Size is also a factor. Larger systems and larger organizations have, by definition, a larger number of dependencies (internal and external) that must be managed and a larger number of stakeholders (internal and external) whose needs must be addressed. The architecture of larger systems can involve hundreds or thousands of people, creating dozens to hundreds of products, components, and subsystems that all need to work together. Maintaining the conceptual integrity of the architecture under such circumstances (and over time) presents many challenges and a greater need for coherence.
To navigate all of this, Agile architects need to be adaptive; they need the ability to dynamically shift their decision-making approach to match the complexity of the circumstances they face. Ken Power shares lessons from complexity science—in particular, sense making and the Cynefin framework—that can help architects to be more agile in how they work, and in turn, help them develop architectures that are more agile and adaptive to the needs of the organizations they serve.
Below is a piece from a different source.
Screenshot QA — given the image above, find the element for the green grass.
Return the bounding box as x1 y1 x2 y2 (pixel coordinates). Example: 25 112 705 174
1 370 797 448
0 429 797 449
Ken Power is a principal engineer with Cisco’s Cloud Solutions group, where he works with teams and business units around the world. Ken’s responsibilities include leading the Agile transformation for Cisco’s largest software group. He also works with universities and research groups in Agile, Lean, and software engineering research. His work and research interests include Agile, Lean, flow, complex adaptive systems, and organization effectiveness, as well as software and systems architecture, the cloud, DevOps, and software engineering management. Ken is a frequent speaker on these topics at major international conferences and has published numerous papers, one of which won the IEEE Software Best Paper award. Ken is a fellow of the Lean Systems Society and a certified Human Systems Dynamics Professional.